A proprietária de um lava-jato no bairro Bom Pastor, na Zona Oeste de Natal, foi condenada pela Justiça após dois veículos com registros de roubo serem encontrados no estabelecimento e na garagem da residência dela. A 10ª Vara Criminal da Comarca de Natal considerou configurado o crime de receptação qualificada e aplicou penas restritivas de direitos à empresária.
Os veículos, uma Toyota Hilux e um Honda Fit, foram localizados durante uma ação da Polícia Civil. Segundo a denúncia apresentada pelo Ministério Público do Rio Grande do Norte (MPRN), os agentes chegaram ao lava-jato enquanto rastreavam a caminhonete, que havia sido roubada na noite de 10 de julho de 2019.

Depois de encontrar a Hilux no estabelecimento, a equipe verificou os demais veículos que estavam no local. Durante a fiscalização, os policiais constataram que um Honda Fit também tinha registro de roubo.
Os dois automóveis foram apreendidos e a proprietária do lava-jato foi presa em flagrante.
Perícia constatou registros de roubo
Após a apreensão, os veículos passaram por perícia da Polícia Científica do Rio Grande do Norte. O laudo apontou que tanto a Hilux quanto o Honda Fit estavam sem as placas originais e possuíam registros de ocorrência por roubo.
Na Delegacia de Plantão, a empresária negou envolvimento com os crimes. Ela confirmou ser proprietária do lava-jato e sustentou que os automóveis haviam sido deixados no estabelecimento por clientes.
A mulher, porém, não soube informar os nomes nem os endereços das pessoas que supostamente deixaram os veículos sob seus cuidados. Também não apresentou registros relacionados aos automóveis.
Durante o processo, a defesa pediu a absolvição. O argumento apresentado foi de que o Ministério Público não teria comprovado a culpabilidade da acusada e que os elementos existentes no processo seriam apenas circunstanciais.

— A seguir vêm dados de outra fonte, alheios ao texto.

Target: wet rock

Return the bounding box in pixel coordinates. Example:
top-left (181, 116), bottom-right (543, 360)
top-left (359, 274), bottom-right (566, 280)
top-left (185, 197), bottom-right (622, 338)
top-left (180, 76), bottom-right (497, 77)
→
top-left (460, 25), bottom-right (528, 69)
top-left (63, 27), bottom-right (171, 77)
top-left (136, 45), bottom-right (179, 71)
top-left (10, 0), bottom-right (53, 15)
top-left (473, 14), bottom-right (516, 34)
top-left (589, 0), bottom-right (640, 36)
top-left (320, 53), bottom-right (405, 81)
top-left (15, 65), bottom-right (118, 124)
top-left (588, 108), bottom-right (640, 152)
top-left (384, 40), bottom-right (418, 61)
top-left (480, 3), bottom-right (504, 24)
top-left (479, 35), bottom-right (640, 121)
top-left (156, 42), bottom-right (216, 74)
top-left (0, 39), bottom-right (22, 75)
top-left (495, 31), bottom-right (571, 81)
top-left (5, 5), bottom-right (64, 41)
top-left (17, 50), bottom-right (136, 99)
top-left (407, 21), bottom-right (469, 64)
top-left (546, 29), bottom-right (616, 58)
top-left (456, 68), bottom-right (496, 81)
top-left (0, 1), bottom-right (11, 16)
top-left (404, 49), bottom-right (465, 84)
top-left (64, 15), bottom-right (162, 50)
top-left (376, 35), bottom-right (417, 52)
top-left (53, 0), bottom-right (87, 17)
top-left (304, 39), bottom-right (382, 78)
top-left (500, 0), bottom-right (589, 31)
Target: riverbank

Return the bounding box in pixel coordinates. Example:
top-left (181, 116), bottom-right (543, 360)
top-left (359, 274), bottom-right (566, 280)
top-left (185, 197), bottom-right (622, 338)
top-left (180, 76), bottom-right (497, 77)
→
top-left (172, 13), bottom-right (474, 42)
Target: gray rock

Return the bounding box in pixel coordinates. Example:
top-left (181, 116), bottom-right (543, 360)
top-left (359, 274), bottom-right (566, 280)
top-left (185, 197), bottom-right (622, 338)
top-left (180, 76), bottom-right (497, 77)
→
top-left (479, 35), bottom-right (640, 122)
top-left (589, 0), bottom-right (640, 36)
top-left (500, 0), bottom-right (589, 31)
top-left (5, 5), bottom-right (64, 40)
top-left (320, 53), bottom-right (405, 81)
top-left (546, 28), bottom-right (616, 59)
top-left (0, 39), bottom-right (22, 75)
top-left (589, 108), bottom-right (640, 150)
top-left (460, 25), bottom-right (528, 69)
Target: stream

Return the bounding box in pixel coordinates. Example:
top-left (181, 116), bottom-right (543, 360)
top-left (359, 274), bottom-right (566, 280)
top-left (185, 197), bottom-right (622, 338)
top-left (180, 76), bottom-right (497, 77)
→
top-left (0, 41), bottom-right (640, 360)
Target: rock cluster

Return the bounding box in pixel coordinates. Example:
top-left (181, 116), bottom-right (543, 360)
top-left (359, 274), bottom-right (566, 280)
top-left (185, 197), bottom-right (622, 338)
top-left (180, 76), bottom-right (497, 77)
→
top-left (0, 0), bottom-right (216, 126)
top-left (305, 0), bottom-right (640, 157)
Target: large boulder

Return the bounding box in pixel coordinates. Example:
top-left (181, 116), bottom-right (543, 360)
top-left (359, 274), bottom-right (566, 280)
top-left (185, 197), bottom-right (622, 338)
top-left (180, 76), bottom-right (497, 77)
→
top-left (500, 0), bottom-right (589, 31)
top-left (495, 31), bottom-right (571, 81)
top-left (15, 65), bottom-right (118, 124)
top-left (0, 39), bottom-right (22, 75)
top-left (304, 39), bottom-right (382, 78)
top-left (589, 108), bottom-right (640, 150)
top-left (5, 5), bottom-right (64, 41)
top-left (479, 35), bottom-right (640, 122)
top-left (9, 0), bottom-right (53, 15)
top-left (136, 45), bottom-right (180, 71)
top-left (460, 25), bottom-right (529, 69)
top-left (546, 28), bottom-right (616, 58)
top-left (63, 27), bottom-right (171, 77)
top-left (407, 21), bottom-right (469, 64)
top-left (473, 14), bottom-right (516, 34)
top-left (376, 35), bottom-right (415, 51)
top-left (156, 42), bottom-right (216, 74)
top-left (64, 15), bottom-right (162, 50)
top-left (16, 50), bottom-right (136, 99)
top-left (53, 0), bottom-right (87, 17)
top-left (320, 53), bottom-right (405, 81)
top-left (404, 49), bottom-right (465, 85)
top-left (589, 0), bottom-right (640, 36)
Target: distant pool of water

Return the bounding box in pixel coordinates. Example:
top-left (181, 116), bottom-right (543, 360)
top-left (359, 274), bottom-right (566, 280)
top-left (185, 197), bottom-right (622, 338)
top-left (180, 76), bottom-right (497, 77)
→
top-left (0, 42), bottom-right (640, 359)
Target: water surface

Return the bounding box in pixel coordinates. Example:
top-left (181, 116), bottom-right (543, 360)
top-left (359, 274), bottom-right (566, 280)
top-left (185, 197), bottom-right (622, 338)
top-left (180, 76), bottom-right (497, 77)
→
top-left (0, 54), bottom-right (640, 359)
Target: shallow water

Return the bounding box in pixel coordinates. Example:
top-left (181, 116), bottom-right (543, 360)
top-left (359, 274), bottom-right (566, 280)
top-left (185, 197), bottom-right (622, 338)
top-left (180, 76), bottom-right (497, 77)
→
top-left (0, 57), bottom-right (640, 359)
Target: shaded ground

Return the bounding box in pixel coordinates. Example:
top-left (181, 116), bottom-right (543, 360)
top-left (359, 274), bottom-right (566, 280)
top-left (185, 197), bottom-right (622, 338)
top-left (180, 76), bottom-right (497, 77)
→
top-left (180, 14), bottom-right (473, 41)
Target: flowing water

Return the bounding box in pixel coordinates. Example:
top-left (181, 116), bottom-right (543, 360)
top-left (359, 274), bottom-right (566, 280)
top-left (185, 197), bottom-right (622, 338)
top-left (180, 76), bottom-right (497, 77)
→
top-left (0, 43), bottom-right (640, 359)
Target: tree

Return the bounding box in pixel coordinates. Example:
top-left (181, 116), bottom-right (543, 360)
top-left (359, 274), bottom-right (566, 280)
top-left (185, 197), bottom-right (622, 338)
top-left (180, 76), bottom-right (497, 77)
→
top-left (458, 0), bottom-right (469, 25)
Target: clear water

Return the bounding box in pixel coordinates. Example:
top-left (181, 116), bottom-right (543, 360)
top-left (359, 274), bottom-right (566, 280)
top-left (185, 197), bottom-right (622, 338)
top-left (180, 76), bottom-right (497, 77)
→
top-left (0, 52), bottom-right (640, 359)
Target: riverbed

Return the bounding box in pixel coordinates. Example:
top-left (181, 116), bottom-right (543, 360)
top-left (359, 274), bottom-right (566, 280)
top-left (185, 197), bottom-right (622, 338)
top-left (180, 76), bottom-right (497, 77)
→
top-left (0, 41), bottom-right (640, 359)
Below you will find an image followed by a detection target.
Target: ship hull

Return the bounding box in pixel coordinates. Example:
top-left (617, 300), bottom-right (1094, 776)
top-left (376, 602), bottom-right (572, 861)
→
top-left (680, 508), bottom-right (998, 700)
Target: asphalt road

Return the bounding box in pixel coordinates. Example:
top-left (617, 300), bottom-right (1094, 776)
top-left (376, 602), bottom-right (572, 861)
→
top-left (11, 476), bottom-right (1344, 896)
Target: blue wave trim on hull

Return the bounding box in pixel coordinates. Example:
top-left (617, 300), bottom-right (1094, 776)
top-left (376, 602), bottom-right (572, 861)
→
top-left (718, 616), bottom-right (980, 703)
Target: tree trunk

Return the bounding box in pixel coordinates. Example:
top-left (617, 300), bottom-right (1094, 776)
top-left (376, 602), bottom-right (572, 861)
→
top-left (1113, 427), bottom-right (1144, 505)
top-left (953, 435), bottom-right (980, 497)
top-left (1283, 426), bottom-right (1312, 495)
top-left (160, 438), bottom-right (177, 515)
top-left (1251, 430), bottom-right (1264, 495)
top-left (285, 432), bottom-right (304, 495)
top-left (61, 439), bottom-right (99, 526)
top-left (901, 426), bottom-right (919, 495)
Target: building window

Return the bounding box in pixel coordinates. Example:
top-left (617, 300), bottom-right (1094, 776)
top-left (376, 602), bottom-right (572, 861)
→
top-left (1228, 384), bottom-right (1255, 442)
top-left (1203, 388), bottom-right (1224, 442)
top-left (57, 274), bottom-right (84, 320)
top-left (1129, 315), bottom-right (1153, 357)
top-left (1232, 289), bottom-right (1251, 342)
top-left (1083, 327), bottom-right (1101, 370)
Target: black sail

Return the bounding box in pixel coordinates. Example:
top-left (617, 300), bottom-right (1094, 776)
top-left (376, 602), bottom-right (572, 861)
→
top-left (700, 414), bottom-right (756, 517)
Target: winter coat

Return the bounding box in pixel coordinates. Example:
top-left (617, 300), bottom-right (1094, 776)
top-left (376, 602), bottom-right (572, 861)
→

Justiça reconhece receptação qualificada
A juíza Lena Rocha não acolheu a tese da defesa. Na sentença, a magistrada considerou que as provas reunidas durante o processo demonstraram que a empresária mantinha bens provenientes de crimes em depósito no contexto de sua atividade comercial.
A receptação qualificada está prevista no artigo 180 do Código Penal e abrange, entre outras condutas, receber, ocultar ou manter em depósito bens provenientes de crime durante o exercício de atividade comercial ou industrial.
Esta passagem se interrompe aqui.